Die aktuelle Krise und insbesondere der Höhenflug der Inflation richten derzeit enorme Schäden an, kann La Libre Belgique nur feststellen. Überall auf der Welt müssen Wachstumsprognosen nach unten korrigiert werden. Sogar das Rezessionsgespenst geht wieder um. Die Regierungen dürfen hier nicht untätig bleiben. Vor allem müssen die Auswirkungen für die Klein- und Mittelverdiener abgefedert werden, um den Konsum nicht völlig abzuwürgen.
"Komplexität muss nicht immer schädlich sein"
Ein denkbar schwieriger Kontext für die Bemühungen des föderalen Finanzministers Vincent Van Peteghem, der ja eine Steuerreform auf den Weg bringen will. Der Hohe Finanzrat hat dazu jetzt Vorschläge ausgearbeitet, die allerdings nicht alle auf ungeteilte Zustimmung stoßen.
Auch L'Echo übt Kritik an dem Entwurf. Erstaunlicherweise plädiert der Hohe Finanzrat für die Streichung einer Besteuerungsstufe, was darauf hinausliefe, dass für Einkommen zwischen 40.000 und 100.000 Euro derselbe Steuersatz gelten würde. Es ist schwer einzusehen, dass Klein- und Mittelverdiener auf derselben Stufe stehen sollen wie hohe Einkommen. Hier zeigt sich: Zu viel Vereinfachung kann Gift sein für die Steuergerechtigkeit. Je mehr man die Situation des Einzelnen in Betracht zieht, desto ausgewogener ist am Ende das System. Komplexität muss nicht immer schädlich sein.
Für die Regierung und insbesondere Premier Alexander De Croo wird diese Steuerreform wohl die größte Bewährungsprobe in dieser Legislaturperiode, glaubt das GrenzEcho. Eine reine Verschiebung von Lasten von einem Paar Schultern auf das nächste kann nicht die Lösung sein. Und bei alledem muss man auch noch die sehr unterschiedlichen Interessen und politischen Schwerpunkte der sieben Vivaldi-Parteien unter einen Hut bringen. Am Ende jedenfalls muss mehr herauskommen als ein "Compromis à la belge", womit jede politische Familie nur ihre jeweilige Wählerschaft bedienen würde.
Der Eindruck einer geschäftsführenden Regierung
Wenn denn die Regierung überhaupt bis 2024 überlebt, unkt Het Laatste Nieuws. Dieses Schreckensszenario ist nicht einem Journalistenkopf entsprungen, vielmehr war es Sammy Mahdi, der voraussichtliche neue Vorsitzende der CD&V, der in einem Fernsehstudio mögliche vorgezogene Neuwahlen in den Raum stellte. Bumm! Paukenschlag! Wenn Mahdis Zunge vielleicht auch ein bisschen locker saß, so lässt diese Aussage doch tief blicken. Zeigt sie doch, wie groß der Frust innerhalb der Regierung inzwischen ist.

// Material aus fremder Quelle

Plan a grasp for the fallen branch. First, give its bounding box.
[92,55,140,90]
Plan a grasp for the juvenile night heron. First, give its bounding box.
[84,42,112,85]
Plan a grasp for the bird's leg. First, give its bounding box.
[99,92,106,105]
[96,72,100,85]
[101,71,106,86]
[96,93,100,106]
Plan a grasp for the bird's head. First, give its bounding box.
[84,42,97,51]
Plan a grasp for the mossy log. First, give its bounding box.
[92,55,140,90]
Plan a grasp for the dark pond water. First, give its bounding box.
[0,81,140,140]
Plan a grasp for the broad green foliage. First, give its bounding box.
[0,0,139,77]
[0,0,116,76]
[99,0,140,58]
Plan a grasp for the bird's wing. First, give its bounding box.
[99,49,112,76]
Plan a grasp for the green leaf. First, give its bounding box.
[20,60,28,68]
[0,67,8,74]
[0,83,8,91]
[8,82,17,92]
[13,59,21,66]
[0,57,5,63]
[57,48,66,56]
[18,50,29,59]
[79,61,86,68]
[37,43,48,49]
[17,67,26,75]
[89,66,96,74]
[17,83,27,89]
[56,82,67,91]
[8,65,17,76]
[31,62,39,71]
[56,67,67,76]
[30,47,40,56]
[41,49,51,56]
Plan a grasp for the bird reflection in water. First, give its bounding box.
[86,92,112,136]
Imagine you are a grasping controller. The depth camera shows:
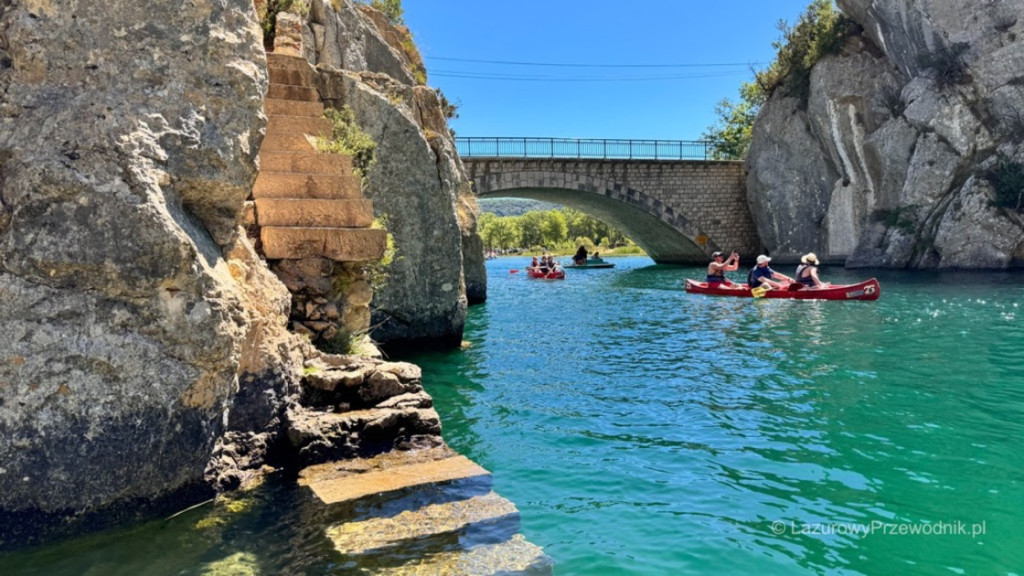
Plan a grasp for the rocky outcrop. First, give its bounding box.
[748,0,1024,269]
[0,0,266,540]
[292,0,486,346]
[0,0,482,547]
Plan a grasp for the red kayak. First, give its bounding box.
[526,268,565,280]
[686,278,882,300]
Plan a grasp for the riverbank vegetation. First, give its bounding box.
[701,0,859,160]
[477,208,644,254]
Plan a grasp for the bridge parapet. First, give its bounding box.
[462,157,761,263]
[455,136,711,160]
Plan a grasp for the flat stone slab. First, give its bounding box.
[266,66,316,87]
[327,492,519,554]
[263,96,324,118]
[259,150,352,176]
[260,227,387,262]
[299,451,490,504]
[362,534,553,576]
[253,172,362,200]
[259,130,317,154]
[256,198,374,228]
[266,52,312,70]
[266,114,334,138]
[266,84,321,102]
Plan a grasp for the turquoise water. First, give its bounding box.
[404,257,1024,576]
[8,257,1024,576]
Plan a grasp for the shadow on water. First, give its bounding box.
[401,258,1024,574]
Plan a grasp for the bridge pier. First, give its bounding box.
[462,157,761,264]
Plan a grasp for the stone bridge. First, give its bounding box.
[462,156,761,264]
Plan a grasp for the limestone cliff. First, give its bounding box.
[748,0,1024,269]
[0,0,273,544]
[0,0,475,548]
[290,0,486,345]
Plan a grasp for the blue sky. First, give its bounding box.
[402,0,810,140]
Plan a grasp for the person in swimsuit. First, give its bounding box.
[707,252,739,286]
[748,254,796,289]
[797,252,828,288]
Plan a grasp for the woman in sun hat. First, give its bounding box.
[797,252,827,288]
[707,251,739,286]
[746,254,796,289]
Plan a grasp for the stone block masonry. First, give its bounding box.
[463,157,761,263]
[250,53,387,341]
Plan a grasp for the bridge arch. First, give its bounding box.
[463,158,760,264]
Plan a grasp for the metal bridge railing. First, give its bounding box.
[455,136,711,160]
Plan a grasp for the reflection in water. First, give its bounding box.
[405,258,1024,574]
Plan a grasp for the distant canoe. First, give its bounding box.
[526,268,565,280]
[686,278,882,300]
[564,258,615,270]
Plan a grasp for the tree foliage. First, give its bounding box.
[983,153,1024,212]
[702,82,765,160]
[477,208,628,250]
[755,0,860,106]
[369,0,406,26]
[702,0,858,160]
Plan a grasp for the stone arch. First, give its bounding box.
[473,170,716,264]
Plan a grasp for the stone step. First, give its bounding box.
[253,172,362,200]
[299,447,490,505]
[260,227,387,262]
[286,403,441,466]
[362,534,554,576]
[263,94,324,118]
[327,485,519,554]
[259,131,316,154]
[266,84,321,100]
[259,149,352,176]
[256,198,374,228]
[267,67,316,88]
[266,114,334,138]
[266,52,312,70]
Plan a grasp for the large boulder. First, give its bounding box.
[303,0,486,347]
[748,0,1024,269]
[0,0,266,544]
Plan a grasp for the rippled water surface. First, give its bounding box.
[8,257,1024,576]
[399,257,1024,575]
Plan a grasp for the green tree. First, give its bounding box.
[370,0,406,26]
[702,82,765,160]
[477,214,520,249]
[541,210,568,246]
[755,0,860,106]
[518,210,545,248]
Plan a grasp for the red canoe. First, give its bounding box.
[686,278,882,300]
[526,268,565,280]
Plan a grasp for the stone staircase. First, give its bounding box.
[258,51,552,576]
[299,446,552,576]
[252,53,387,262]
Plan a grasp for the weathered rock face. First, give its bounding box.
[748,0,1024,269]
[304,0,486,345]
[0,0,266,543]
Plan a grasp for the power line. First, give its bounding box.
[425,56,764,68]
[428,70,746,82]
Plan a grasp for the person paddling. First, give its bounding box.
[746,254,796,289]
[707,251,739,287]
[797,252,828,288]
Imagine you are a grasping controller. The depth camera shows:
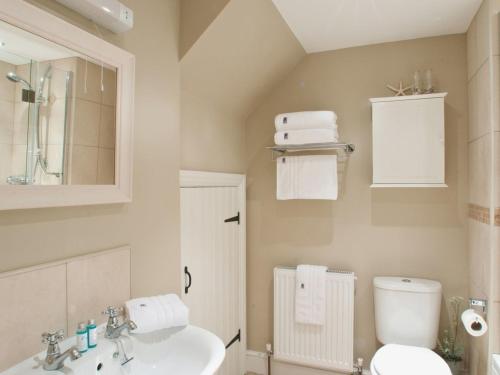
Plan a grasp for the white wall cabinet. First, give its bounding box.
[370,93,447,187]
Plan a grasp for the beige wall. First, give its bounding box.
[181,0,305,173]
[246,35,468,363]
[0,0,181,296]
[467,0,500,375]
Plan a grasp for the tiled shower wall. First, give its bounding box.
[467,0,500,375]
[52,58,116,185]
[0,247,130,372]
[0,61,15,181]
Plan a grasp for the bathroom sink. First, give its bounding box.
[2,326,225,375]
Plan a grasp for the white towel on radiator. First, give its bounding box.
[125,294,189,333]
[274,111,337,131]
[274,129,339,145]
[276,155,338,200]
[295,265,328,325]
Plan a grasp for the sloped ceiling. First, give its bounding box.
[181,0,305,116]
[179,0,230,58]
[272,0,481,53]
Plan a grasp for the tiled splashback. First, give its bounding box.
[0,247,130,371]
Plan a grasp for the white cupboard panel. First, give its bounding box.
[181,187,243,375]
[371,94,446,187]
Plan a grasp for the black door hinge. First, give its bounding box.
[226,329,241,350]
[224,211,240,225]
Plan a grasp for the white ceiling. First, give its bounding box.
[273,0,481,53]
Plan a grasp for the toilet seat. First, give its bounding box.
[370,344,451,375]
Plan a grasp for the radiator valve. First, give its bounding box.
[353,358,363,375]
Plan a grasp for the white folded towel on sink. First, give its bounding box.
[125,294,189,333]
[274,111,337,131]
[276,155,338,200]
[274,129,339,145]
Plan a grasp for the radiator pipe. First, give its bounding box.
[266,344,273,375]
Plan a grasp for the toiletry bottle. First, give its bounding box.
[76,322,88,353]
[413,70,422,95]
[87,319,97,349]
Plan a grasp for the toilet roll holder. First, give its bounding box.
[469,298,488,318]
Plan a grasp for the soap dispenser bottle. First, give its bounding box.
[76,322,88,353]
[87,319,97,349]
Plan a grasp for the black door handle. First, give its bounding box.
[184,266,193,294]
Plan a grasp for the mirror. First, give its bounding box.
[0,21,117,185]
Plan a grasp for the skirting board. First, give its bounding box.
[246,350,370,375]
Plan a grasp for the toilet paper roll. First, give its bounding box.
[462,309,488,337]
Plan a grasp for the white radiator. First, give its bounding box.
[274,267,355,373]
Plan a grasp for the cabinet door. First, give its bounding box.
[372,98,444,184]
[181,187,245,375]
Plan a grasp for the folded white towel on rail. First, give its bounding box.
[125,294,189,333]
[276,155,338,200]
[274,129,339,145]
[295,265,328,325]
[274,111,337,131]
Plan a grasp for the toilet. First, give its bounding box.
[370,277,451,375]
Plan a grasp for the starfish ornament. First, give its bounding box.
[386,81,413,96]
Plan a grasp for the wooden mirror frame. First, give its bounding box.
[0,0,135,210]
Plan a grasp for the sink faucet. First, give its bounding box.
[42,330,82,371]
[102,306,137,339]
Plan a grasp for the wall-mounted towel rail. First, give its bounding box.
[266,142,356,160]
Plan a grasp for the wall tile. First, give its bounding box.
[0,99,14,144]
[0,143,12,185]
[68,249,130,330]
[102,69,116,106]
[476,1,491,67]
[468,219,492,299]
[73,100,101,147]
[490,0,500,55]
[41,99,68,145]
[493,132,500,209]
[0,265,66,371]
[71,145,98,185]
[13,102,29,145]
[12,64,31,102]
[467,15,478,80]
[0,61,16,102]
[97,148,115,185]
[469,62,491,140]
[492,226,500,304]
[75,58,102,103]
[47,145,64,178]
[469,135,491,207]
[99,105,116,148]
[491,56,500,131]
[10,145,26,175]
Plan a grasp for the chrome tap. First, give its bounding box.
[102,306,137,339]
[42,330,82,371]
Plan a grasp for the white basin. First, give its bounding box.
[2,326,225,375]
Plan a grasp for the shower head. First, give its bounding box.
[6,72,31,90]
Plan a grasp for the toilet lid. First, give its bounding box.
[373,344,451,375]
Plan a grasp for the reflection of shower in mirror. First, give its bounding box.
[6,61,71,185]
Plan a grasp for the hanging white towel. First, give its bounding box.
[274,129,339,145]
[125,294,189,333]
[274,111,337,131]
[295,265,328,325]
[276,155,338,200]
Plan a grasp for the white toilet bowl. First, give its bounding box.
[370,344,451,375]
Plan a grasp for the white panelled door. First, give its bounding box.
[181,187,245,375]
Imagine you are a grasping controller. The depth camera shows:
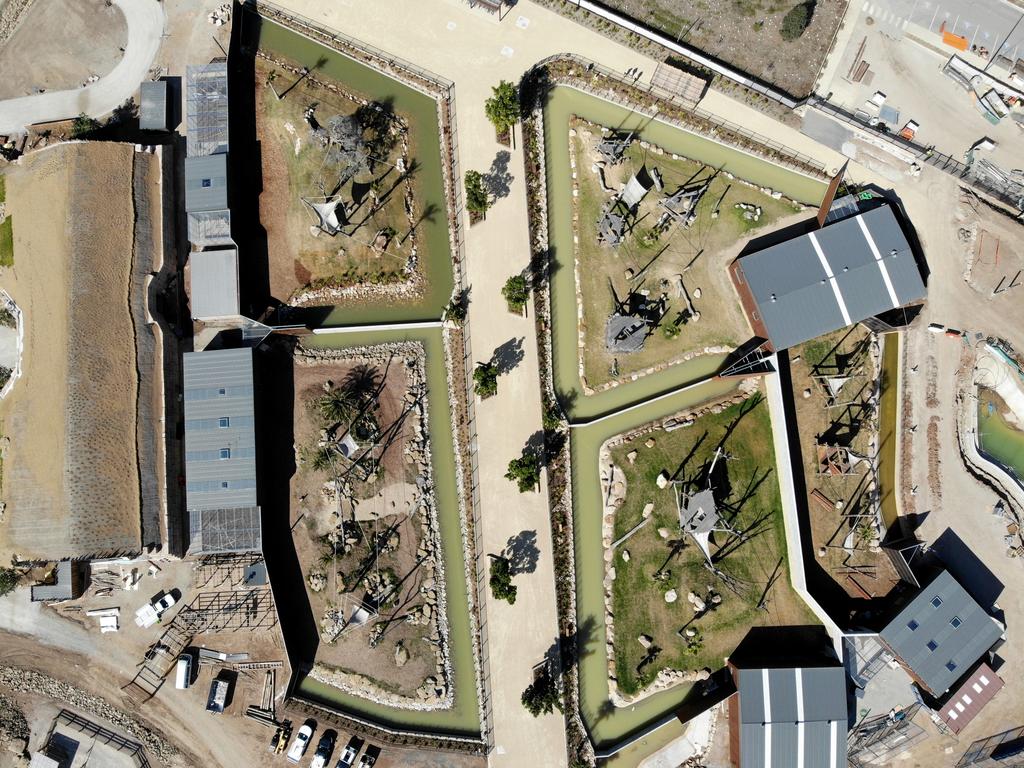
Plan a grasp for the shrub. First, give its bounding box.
[465,171,490,216]
[778,3,813,41]
[521,670,562,717]
[505,453,541,494]
[490,555,518,605]
[502,274,529,313]
[473,361,498,399]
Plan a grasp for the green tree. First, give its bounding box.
[488,555,517,605]
[778,2,814,41]
[521,670,562,717]
[0,568,20,596]
[71,112,99,138]
[473,360,498,399]
[483,80,519,141]
[505,452,541,494]
[502,274,529,314]
[466,171,490,216]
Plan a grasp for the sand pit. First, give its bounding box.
[0,143,147,559]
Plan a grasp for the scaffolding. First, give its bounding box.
[848,702,928,768]
[185,59,228,158]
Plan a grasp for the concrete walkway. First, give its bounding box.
[0,0,164,133]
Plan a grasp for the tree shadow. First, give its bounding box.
[483,150,515,200]
[502,530,541,575]
[490,336,526,375]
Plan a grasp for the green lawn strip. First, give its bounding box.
[611,395,817,693]
[0,216,14,266]
[571,129,795,387]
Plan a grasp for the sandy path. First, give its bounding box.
[0,143,139,557]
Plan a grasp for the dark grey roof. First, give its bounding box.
[184,347,258,511]
[185,155,227,213]
[138,80,167,131]
[882,570,1002,696]
[739,205,926,349]
[188,507,262,555]
[185,61,228,158]
[188,248,239,319]
[738,667,847,768]
[187,209,234,248]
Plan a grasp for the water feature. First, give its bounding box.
[978,388,1024,482]
[545,87,824,762]
[259,18,454,326]
[296,329,480,735]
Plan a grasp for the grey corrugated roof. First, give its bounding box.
[138,80,167,131]
[881,570,1002,696]
[188,248,239,319]
[185,61,228,158]
[739,667,847,768]
[187,208,234,248]
[185,155,227,213]
[739,205,926,349]
[184,347,258,511]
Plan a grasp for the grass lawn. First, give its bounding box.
[0,219,14,266]
[257,61,425,289]
[611,394,817,693]
[571,122,796,388]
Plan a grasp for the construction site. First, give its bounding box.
[569,120,802,391]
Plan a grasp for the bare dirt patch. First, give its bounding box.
[0,143,139,557]
[608,0,847,96]
[292,345,447,705]
[0,0,128,99]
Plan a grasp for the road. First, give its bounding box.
[0,0,164,133]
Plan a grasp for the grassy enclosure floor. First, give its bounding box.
[611,394,817,693]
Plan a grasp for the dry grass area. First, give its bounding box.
[0,143,139,560]
[256,59,425,300]
[292,355,446,696]
[570,121,796,389]
[608,0,847,97]
[790,326,899,598]
[611,392,817,693]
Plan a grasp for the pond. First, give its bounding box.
[253,18,455,326]
[978,388,1024,482]
[296,329,480,735]
[545,86,824,753]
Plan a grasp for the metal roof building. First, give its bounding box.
[184,347,258,513]
[188,248,239,321]
[880,570,1002,696]
[185,61,228,158]
[185,155,227,213]
[730,667,848,768]
[732,205,926,350]
[138,80,167,131]
[187,209,234,249]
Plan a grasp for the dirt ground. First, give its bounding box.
[608,0,847,96]
[256,59,425,300]
[0,0,128,99]
[611,394,816,692]
[292,357,437,695]
[570,121,796,389]
[0,143,139,560]
[790,326,899,597]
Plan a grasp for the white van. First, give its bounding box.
[174,653,191,690]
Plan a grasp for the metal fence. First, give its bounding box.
[537,53,826,176]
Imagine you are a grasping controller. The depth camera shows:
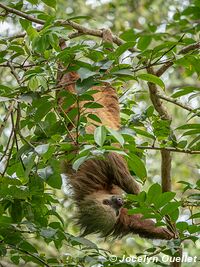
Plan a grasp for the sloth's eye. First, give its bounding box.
[103,199,111,206]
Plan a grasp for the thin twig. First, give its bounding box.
[157,94,200,117]
[0,100,16,136]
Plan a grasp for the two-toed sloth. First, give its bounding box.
[60,62,173,240]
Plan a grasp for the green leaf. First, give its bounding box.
[106,127,124,146]
[128,154,147,180]
[176,222,188,231]
[83,102,103,108]
[78,68,97,81]
[28,76,39,91]
[137,35,152,51]
[109,42,135,59]
[147,183,162,204]
[35,144,49,155]
[137,73,165,90]
[176,123,200,130]
[154,192,176,209]
[161,202,180,215]
[72,155,90,171]
[94,126,106,147]
[27,0,38,5]
[88,113,101,123]
[172,86,200,98]
[42,0,57,9]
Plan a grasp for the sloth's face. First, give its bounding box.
[102,195,124,216]
[78,194,123,236]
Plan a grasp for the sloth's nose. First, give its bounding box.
[116,197,124,207]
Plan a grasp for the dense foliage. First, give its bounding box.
[0,0,200,266]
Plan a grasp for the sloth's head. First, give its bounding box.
[78,193,123,236]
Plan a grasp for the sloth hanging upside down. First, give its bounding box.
[60,52,174,240]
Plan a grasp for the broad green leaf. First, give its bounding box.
[176,123,200,130]
[176,222,188,231]
[154,192,176,209]
[106,127,124,146]
[28,76,39,91]
[87,113,101,123]
[183,128,200,136]
[83,102,103,109]
[172,86,200,98]
[137,35,152,51]
[161,202,180,215]
[72,155,90,171]
[147,183,162,204]
[42,0,57,9]
[137,73,165,90]
[128,154,147,180]
[78,68,97,81]
[94,126,106,147]
[109,42,135,59]
[35,144,49,155]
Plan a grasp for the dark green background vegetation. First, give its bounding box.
[0,0,200,266]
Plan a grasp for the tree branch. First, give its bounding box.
[156,42,200,77]
[136,146,200,155]
[0,3,45,25]
[157,93,200,117]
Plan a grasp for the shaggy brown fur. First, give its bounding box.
[59,44,173,239]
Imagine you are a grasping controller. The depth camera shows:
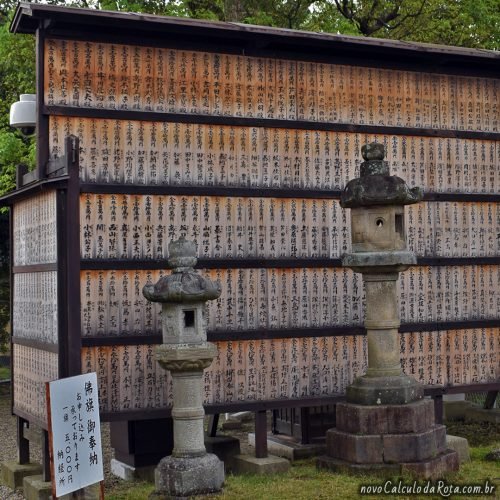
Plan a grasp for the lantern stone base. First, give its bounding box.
[150,453,224,500]
[346,375,424,405]
[318,399,459,479]
[317,450,459,481]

Anderes Beispiel: Gerade erst hat Justizminister Vincent Van Quickenborne versucht, die allzu oft quertreibende MR auszubremsen. Meinungsverschiedenheiten können konstruktiv sein, wenn sie denn am Ende politische Weichenstellungen zur Folge haben. Bei Vivaldi hat man aber eher den Eindruck, dass sich die Partner eingraben. Wegen der Unfähigkeit, Kompromisse zu schmieden, erinnert diese Equipe beinahe an eine geschäftsführende Regierung.